髪は短く、受付嬢とはまた違った雰囲気。綺麗というよりは、見ると元気が出るような可愛さを持ったウエイトレスさん。
「さっきアッカーさんが無事に帰ってきてくれたから機嫌がいいの?」
「……ホルア、しゃべってないで仕事に戻って」
「えぇぇぇ~。だって今日のウエイトレスの仕事いつもより忙しいしもう疲れたぁ~。しゃべってないとやってられない~。ウエイトレスと受付変わってぇ~」
ウエイトレスはだらけ切った様子で今の仕事に対し不満を垂れると、受付嬢は眉を顰めてはため息をついた。

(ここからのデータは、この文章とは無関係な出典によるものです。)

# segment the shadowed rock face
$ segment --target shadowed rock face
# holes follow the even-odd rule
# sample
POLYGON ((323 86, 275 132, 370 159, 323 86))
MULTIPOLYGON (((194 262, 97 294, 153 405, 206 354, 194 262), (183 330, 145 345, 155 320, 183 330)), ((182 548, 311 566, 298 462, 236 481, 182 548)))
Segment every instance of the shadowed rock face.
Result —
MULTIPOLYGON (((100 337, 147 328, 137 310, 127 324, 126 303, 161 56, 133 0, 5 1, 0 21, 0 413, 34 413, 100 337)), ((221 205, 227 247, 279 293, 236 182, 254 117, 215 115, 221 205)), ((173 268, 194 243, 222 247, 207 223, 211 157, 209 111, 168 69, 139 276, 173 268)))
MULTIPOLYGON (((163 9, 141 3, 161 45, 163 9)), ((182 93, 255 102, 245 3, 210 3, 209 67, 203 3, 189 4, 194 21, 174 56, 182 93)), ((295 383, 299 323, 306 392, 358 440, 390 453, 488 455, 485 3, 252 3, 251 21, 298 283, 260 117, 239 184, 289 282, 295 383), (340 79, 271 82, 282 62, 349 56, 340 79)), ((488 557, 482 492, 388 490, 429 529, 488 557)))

「疲れたとか知らないから。そもそも、あなたが今日はウエイトレスがいいって言ったのでしょ。それに忙しいなら最近入った新人は大丈夫なの」
「……新人ちゃんは大丈夫だよ。かなり優秀だし呑み込みが早い。今は二階で別の子に様子を見てもらいながらウエイトレスの仕事をこなしてる。ほかの子も優秀って言ってたよ。やっぱシーラは見る目があるんだね」
ウエイトレスは仕事中にもかかわらずカウンターに顎を付きながら呑気にしゃべっていると、受付嬢は新人が優秀だといった話を聞いては不敵な笑みを浮かべた。
「何その顔、怖いんだけど」
「別に。……ただ、まだ入って一週間も満たない新人がかなり優秀って言うんだったら、早くサブリーダーになってもらってあなたを降ろそうかと思っただけよ。このギルドのためにも新人のためにも──」
「ちょ、ちょっと、それはやめて! 給料下がっちゃうのだけは嫌!!」
青ざめた表情でカウンター越しの受付嬢へとしがみつこうとするウエイトレス。
しかし、その手は届かず受付嬢が彼女の顔を右手で押し留めていた。
「だったら仕事に戻りなさい」
「本当に降ろさない?」
「降ろさないわよ」
「だよねぇ~。シーラはそんなことしないもんねぇ~」
ご機嫌そうに口角を上げながら受付嬢を見ているウエイトレスだが、見られているほうは書類の整理をしながら相手をしている。
そのためか、気付かない。予想していてはコッソリと。
「だけど仕事の最中にしゃべりかけてくることをやめたら、降ろさないわよ。……ホルア?」
なぜか返事はなく不思議に思った受付嬢は書類整理に手を止め、座りながらフロアを見渡す。
見つけたのは受付嬢から見て左手にあるキッチンルーム。そちらへと先ほど話をしていたウエイトレスの入っていく姿が見て取れては、逃げたのかとため息をついた。
「すみません、シーラさん。わからないところがあるんですけど……いいですか?」
「えぇ、大丈夫よ」
受付嬢は逃げた人物のことは一旦忘れ、質問しに来た同僚の子と一緒に裏へと移動するのであった。